Seguramente a mais bela e poética das formulações a encontramos no número 92
onde enfatiza: “tudo está em relação e todos nós seres humanos estamos unidos
como irmãos e irmãs …com todas as criaturas que se unem conosco com terno e
fraterno afeto, ao irmão sol, à irmã lua, ao irmão rio e à mãe Terra (n.92).
Essa
visão existe já há quase um século. Mas nunca conseguiu se impor na política e
na condução dos problemas sociais e humanos. Todos permanecemos ainda reféns do
velho paradigma que isola os problemas e para cada um procura uma solução
específica sem se dar conta de que essa solução pode ser maléfica para outro
problema. Por exemplo, resolve-se o problema da infertilidade dos solos com
nutrientes químicos que, por sua vez, entram na terra, atingem o nível freático
das águas ou os aquíferos, envenenando-os.
A
encíclica nos poderá servir de instrumento educativo para apropriarmo-nos desta
visão inclusiva e integral.

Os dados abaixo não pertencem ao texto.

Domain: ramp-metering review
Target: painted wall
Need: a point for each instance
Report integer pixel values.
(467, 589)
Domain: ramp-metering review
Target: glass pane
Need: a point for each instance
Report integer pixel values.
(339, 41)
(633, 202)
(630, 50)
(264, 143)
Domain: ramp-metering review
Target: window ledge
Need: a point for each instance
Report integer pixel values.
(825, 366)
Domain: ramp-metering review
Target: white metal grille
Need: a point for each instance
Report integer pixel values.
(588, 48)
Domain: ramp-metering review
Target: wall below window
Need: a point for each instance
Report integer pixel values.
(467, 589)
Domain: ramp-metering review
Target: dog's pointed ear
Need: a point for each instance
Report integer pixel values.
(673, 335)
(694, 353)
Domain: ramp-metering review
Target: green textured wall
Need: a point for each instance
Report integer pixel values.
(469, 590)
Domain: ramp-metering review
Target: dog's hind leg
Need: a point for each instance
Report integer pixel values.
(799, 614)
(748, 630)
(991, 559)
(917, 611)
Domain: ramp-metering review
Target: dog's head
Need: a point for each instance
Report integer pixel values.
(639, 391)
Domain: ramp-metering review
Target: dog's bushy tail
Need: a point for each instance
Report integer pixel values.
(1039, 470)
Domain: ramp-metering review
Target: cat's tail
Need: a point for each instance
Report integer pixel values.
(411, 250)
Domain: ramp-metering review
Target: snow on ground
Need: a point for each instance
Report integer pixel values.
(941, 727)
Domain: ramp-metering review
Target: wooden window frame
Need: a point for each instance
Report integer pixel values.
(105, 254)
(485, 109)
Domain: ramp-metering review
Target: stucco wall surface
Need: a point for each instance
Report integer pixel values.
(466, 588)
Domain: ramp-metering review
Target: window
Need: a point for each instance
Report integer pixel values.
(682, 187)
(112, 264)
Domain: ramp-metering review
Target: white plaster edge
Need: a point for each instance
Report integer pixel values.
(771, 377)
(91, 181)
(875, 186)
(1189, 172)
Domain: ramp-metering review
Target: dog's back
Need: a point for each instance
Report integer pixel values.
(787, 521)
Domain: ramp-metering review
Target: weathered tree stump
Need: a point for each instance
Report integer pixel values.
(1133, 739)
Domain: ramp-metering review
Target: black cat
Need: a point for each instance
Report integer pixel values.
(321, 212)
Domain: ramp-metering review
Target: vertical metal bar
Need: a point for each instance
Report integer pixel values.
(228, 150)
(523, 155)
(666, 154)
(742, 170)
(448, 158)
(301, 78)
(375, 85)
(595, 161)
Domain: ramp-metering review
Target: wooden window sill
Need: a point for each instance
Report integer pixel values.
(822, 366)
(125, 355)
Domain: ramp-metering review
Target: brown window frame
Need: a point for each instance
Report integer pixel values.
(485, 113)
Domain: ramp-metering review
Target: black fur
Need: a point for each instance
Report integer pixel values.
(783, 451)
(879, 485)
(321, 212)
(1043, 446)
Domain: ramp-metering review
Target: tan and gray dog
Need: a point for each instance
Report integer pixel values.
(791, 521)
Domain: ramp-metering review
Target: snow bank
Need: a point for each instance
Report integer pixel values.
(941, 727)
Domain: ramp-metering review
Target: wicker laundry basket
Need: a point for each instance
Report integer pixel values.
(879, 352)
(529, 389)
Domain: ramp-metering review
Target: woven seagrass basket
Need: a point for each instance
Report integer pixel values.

Por exemplo, como assevera a encíclica:“quando
falamos de ambiente nos referimos a uma particular relação entre a natureza e a
sociedade; isso nos impede de considerar a natureza como algo separado de
nós….somos incluídos nela, somos parte dela”(n.139).
E
continua dando exemplos convincentes: “toda análise dos problemas ambientais é
inseparável da análise dos contextos humanos, familiares, trabalhistas, urbanos
e da relação de cada pessoa consigo mesma que cria um determinado modo de
relações com os outros e com o ambiente”(n.141). Se tudo é relação, então a
própria saúde humana depende da saúde da Terra e dos ecossistemas. Todas as
instâncias se entrelaçam para o bem ou para o mal. Essa é textura da realidade,
não opaca e rasa mas complexa e altamente relacionada com tudo.
Se
pensássemos nossos problemas nacionais nesse jogo de inter-retro-relação, não
teríamos tantas contradições entre os ministérios e as ações governamentais. O
Papa nos sugere caminhos. Estes são certeiros e nos podem tirar da ansiedade em
que nos encontramos face ao nosso futuro comum.
Teilhard
de Chardin tinha razão quando nos anos 30 do século passado escrevia: “A era
das nações já passou. A tarefa diante de nós agora, se não pereceremos, é
construir a Terra” . Cuidando da Terra com terno e fraterno afeto no espírito
de São Francisco de Assis e de Francisco de Roma, podemos seguir “caminhando e
cantando” como conclui a encíclica, cheios de esperança. Ainda teremos futuro e iremos irradiar.